The days shortened and winter began to close its grim hand around the valley — forcing them to concentrate on two major tasks: clearing another section of the valley for crops and building up huge stocks of firewood. They extended the vegetable garden behind the hut and covered it with straw as protection against frost. It would be a hard winter and they trained their stomachs by restricting themselves to two meals a day.
Leo left the valley only once, to take wheat and vegetables to a small trading centre called Fesquina, which was nearly a full day’s journey from their sheltered home. He used a handcart, which Jared had brought into the valley when he and his bride had first arrived there. It was not easy to tow the laden cart over the rough walking tracks, and Leo was exhausted by the time he arrived. Most of the bartering was over for the day so the boy had to be patient and endure a cold sleep under a tree before trading his stock. He used the money he made to buy essentials he and Adious had agreed they needed. These included salt and sugar, smoked fish, tools, needles and thread, oil, and some more books.
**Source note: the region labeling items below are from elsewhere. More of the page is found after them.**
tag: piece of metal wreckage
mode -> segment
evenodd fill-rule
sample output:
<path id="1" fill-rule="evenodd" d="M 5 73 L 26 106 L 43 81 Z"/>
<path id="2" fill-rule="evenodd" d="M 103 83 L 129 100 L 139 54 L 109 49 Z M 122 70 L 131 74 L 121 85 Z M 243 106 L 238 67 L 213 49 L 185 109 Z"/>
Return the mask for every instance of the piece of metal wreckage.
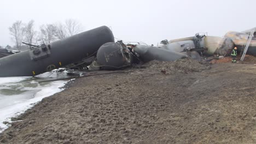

From the moment he had left the valley Leo missed the company of Adious and Jessie. He felt responsible for them. He set a quick pace on the trip home and the cart bounced crabbily behind him. His only indulgence was to stop at a tree that was beautifully encrusted with a vine bearing late autumn flowers, fragrant yellow and green. Leo picked armfuls of creeper and filled the cart with them: these, and an old silver ring that he had bought in Fesquina, were the presents he brought home to Adious.
Chapter Eighteen
The two young people never tired of each other’s company. Through the long winter Leo and Adious delighted in exploring each other, physically and spiritually. Yet Leo knew that there were dark depths of Adious that would never be plumbed, not by him, not by anyone, not even by Adious herself. She was a poem, a painting, the coals of a fire. She was a night of stars and a moody river. For her part Adious was seduced by the brown-eyed boy who had come from nowhere. She remembered little of the fever-filled days that had seen Jessie brought out of her body. She had made assumptions about him in those early days but they all proved fallacious.